Search code examples
web-scrapingscrapyscrapy-shellweb-mining

Defensive web scraping techniques for scrapy spider


I have been web scraping for about 3 months now, and I have noticed that many of my spiders need to be constantly babysat, because of websites changing. I use scrapy, python, and crawlera to scrape my sites. For example, 2 weeks ago I created a spider and just had to rebuild it due to the website changing their metatags from singular to plural (so location became locations). Such a small change shouldn't be able to really mess with my spiders, so I would like to take a more defensive approach to my collections moving forward. Does anyone have any advice for web scraping to allow for less babysitting? thank you in advance!


Solution

  • Since you didn't post any code I can only give general advice.

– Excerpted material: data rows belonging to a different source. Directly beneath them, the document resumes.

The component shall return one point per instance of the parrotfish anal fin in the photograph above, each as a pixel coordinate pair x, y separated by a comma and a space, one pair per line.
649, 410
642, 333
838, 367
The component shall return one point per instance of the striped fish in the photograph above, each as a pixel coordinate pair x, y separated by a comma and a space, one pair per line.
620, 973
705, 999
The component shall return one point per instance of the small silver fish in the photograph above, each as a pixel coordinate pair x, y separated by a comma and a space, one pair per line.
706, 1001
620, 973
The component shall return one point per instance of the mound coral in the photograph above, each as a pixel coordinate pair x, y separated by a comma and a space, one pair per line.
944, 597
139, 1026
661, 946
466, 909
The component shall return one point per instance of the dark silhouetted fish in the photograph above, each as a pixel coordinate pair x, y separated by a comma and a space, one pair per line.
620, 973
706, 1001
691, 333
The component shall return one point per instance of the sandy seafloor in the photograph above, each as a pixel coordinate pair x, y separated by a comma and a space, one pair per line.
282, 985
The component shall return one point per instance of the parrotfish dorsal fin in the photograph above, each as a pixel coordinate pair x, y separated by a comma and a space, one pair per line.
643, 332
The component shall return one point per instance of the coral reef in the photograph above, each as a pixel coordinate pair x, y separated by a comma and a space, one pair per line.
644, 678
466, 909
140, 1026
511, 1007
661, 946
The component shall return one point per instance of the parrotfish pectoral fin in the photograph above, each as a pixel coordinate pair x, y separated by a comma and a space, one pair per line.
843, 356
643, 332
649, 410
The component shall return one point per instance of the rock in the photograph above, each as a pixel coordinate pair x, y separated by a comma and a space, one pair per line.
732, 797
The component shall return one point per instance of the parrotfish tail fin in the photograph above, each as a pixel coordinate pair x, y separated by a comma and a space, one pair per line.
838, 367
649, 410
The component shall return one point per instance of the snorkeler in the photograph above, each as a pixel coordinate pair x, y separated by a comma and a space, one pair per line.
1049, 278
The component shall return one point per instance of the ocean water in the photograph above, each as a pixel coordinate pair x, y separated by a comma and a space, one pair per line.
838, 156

    1. Look if there's a hidden API that retrieves the data you're looking for. Load the page in Chrome. Inspect with F12 and look under Network tab. Click CTRL + F and you can search for the text you see on screen which you want to collect. If you find any file under the Network tab that contains the data as json, that is more reliable since the backend of a webpage will change less frequent than the frontend.

    2. Be less specific with selectors. Instead of doing body > .content > #datatable > .row::text you can change to #datatable > .row::text. Then your spider will be less likely to break on small changes.

    3. Handle errors with try except so to stop the whole parse function from ending if you're expecting some data might be inconsistent.